Let \(X_i \ (i = 1, 2, \dots, aT)\) be the random variables that takes \(1\) if the \(i\)-th trial succeeds and \(0\) if it fails. Then, the number of successes is \(X = X_1 + X_2 + \cdots + X_{aT}\). We have

\[\mathbf{E}[e^{-tX_i}] = pe^{-t} + q,\]

and \(X_1, X_2, \dots, X_{aT}\) are independent, so we have

\[\mathbf{E}[e^{-tX}] = \mathbf{E}\left[e^{-t\sum_{i=1}^{aT} X_i}\right] = \mathbf{E}\left[\prod_{i=1}^{aT} e^{-tX_i}\right] = \prod_{i=1}^{aT} \mathbf{E}[e^{-tX_i}] = \left(pe^{-t} + q\right)^{aT}.\]

By applying the Chernoff bound, we obtain

\[\mathrm{Pr}(X < T) \le \mathrm{Pr}(X \le T) \le e^{tT} \left(pe^{-t} + q\right)^{aT}.\]

The right-hand side of this inequality is desired to be small, so let us consider which \(t\) attains the minimum.

Let \(f(t)\) be the right-hand side of the inequality. We then have

\[\log f(t) = tT + aT\cdot \log \left(pe^{-t} + q\right),\]

and its derivative is

\[\frac{\mathrm{d}}{\mathrm{d}t}\log f(t) = T + aT\cdot\frac{-pe^{-t}}{pe^{-t} + q}.\]

The right-hand side converges to \(T - apT < 0\) as \(t \to +0\) and to \(T > 0\) as \(t \to +\infty\), and \(t^*\) satisfying

\[pe^{-t^*} = \frac{q}{a-1}\]

attains \(0\). Hence, this \(t^*\) minimizes \(f(t)\), and the minimum value is

\[f(t^*) = \left(\frac{p}{q}\cdot(a - 1)\right)^T\left(q\cdot\left(1 + \frac{1}{a-1}\right)\right)^{aT} = \left(pq^{a-1}a\cdot\left(1 + \frac{1}{a-1}\right)^{a-1}\right)^T.\]
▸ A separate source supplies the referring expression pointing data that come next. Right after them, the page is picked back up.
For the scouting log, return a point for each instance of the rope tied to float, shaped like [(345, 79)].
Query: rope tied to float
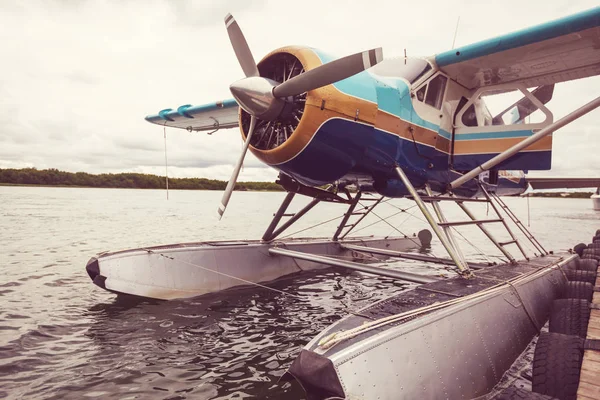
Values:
[(222, 273)]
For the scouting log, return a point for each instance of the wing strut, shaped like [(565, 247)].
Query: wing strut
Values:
[(581, 111)]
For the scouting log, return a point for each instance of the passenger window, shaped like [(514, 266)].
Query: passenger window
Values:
[(421, 93), (469, 117), (435, 94)]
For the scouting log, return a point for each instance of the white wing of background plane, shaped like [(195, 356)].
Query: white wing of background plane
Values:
[(207, 117), (563, 183), (557, 51)]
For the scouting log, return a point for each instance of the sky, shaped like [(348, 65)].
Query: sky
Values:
[(78, 77)]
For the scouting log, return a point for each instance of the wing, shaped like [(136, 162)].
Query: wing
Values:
[(219, 115), (563, 183), (557, 51)]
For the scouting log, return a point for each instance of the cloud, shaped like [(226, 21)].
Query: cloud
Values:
[(81, 75)]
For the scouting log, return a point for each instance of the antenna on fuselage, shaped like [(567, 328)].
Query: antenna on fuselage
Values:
[(166, 163), (455, 31)]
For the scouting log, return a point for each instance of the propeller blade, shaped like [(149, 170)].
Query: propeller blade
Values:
[(240, 46), (236, 171), (329, 73)]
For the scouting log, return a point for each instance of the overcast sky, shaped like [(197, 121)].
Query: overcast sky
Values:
[(78, 77)]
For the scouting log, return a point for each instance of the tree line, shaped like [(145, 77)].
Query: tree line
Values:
[(54, 177)]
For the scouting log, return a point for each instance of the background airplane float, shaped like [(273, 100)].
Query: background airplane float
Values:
[(408, 127)]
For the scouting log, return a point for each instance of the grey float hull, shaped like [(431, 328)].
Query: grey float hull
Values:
[(458, 352), (193, 269)]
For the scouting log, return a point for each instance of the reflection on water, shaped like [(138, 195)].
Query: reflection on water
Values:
[(62, 337)]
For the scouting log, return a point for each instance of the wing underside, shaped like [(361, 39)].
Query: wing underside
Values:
[(557, 51), (218, 115), (563, 183)]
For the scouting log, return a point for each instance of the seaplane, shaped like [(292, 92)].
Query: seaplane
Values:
[(361, 129)]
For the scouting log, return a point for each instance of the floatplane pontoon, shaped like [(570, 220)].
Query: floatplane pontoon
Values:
[(419, 129)]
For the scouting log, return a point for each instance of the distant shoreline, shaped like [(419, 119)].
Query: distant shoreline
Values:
[(109, 187), (56, 178)]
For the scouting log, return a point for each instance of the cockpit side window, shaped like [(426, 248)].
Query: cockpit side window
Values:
[(435, 94), (421, 93)]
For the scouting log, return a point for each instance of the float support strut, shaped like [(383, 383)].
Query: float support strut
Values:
[(462, 267)]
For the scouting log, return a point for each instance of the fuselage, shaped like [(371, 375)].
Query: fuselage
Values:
[(400, 112)]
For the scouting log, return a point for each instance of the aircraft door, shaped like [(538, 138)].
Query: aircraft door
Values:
[(479, 136)]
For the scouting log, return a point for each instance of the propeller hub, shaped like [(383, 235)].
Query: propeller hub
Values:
[(255, 95)]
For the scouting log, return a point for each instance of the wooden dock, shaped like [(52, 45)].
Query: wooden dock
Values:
[(589, 381)]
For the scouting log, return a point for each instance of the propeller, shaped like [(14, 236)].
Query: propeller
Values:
[(265, 98)]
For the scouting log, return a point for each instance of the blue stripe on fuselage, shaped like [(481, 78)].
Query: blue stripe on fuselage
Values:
[(391, 95), (342, 146), (549, 30)]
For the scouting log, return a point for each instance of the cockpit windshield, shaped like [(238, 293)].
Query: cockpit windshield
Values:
[(408, 68)]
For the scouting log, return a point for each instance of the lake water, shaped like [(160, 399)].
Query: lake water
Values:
[(61, 337)]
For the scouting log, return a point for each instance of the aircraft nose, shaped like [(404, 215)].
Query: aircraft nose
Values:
[(92, 268)]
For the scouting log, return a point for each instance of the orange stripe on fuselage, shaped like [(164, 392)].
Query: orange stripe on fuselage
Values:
[(329, 102)]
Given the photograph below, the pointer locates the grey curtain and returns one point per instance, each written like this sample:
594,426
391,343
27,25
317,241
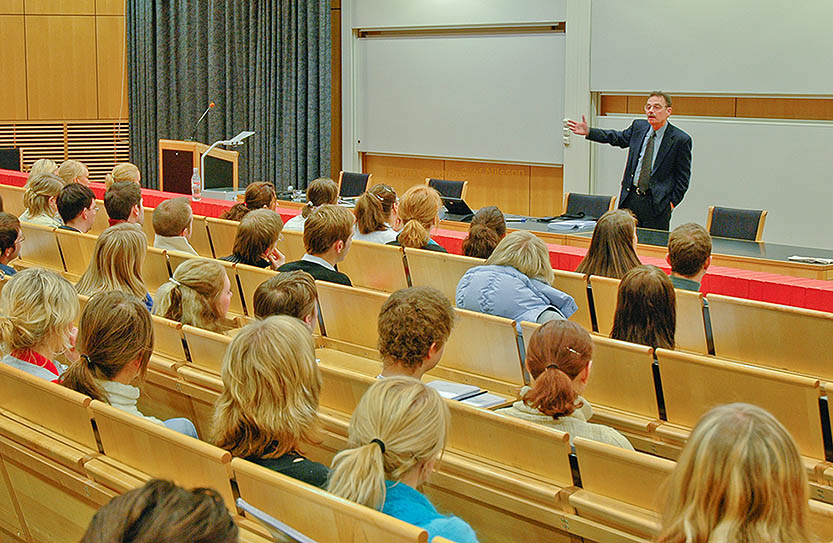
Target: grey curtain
265,64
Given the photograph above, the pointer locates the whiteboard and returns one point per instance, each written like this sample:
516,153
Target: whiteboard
496,97
784,167
712,46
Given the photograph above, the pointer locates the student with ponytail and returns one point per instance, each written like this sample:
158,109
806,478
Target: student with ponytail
419,212
115,341
396,436
258,195
321,191
376,215
559,358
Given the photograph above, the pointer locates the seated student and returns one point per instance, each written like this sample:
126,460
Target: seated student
123,202
161,512
487,228
396,437
288,293
172,223
646,309
689,255
268,409
11,238
77,207
559,359
515,283
414,326
321,191
740,477
123,172
115,341
39,196
257,195
117,263
198,294
37,311
255,243
612,250
72,171
328,233
43,165
419,212
376,215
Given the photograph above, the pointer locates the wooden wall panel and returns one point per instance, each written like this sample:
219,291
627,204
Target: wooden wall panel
13,63
111,67
61,67
60,7
505,185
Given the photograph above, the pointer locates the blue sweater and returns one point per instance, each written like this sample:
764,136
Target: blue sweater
408,504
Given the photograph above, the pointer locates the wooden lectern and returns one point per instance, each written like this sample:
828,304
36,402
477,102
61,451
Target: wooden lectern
177,160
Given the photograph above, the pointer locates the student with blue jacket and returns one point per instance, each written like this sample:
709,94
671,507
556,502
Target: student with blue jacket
515,283
396,436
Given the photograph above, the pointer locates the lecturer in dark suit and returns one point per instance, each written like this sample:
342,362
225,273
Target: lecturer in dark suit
659,162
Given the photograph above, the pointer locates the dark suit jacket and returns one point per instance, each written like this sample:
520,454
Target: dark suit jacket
671,170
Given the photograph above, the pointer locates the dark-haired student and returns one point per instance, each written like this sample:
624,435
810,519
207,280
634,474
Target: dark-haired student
328,234
77,207
559,359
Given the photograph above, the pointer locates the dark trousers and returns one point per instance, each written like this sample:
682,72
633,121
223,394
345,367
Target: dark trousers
642,206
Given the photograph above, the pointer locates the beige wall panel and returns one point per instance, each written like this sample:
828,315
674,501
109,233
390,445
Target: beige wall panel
503,185
13,7
60,7
109,7
402,172
546,190
61,67
12,68
112,68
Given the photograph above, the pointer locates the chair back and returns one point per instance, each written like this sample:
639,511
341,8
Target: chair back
352,184
439,270
591,205
728,222
375,266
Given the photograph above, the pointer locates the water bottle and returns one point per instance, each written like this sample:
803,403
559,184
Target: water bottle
196,186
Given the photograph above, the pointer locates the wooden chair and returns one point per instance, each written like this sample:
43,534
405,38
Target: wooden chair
727,222
351,184
159,452
692,384
77,250
590,205
40,247
448,188
575,284
691,327
317,514
375,266
772,335
441,271
605,292
292,245
221,234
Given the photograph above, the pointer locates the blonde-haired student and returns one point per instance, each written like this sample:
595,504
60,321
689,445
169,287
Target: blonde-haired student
117,263
739,478
396,437
198,294
115,341
268,409
37,311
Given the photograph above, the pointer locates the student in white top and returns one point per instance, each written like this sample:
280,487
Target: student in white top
115,341
173,222
558,358
320,191
377,215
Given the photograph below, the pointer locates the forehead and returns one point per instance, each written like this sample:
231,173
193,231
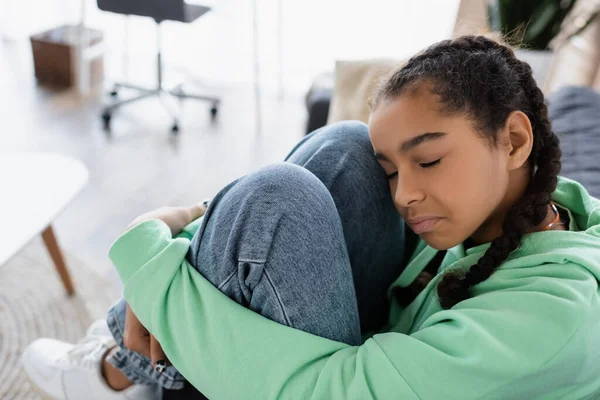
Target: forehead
413,113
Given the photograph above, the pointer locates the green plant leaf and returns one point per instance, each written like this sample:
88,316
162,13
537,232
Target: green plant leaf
543,17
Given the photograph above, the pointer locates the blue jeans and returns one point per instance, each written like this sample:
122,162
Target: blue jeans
313,243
When \(p = \displaystyle\frac{3}{16}, \ q = 1 - p = \displaystyle\frac{13}{16}\), by taking \(a = 10\) for example, the inside of \(T\)-th power is about \(\displaystyle\frac{3}{4}\), and the whole value is about \(10^{-15}\) when \(T = 120\). Thus, when the input consists of only test cases with \(N\) small, the probability that the number of trials is more than \(10T\) (the average number of failures is at least \(10\)) is almost zero, so we can get AC within the time limit with a large margin.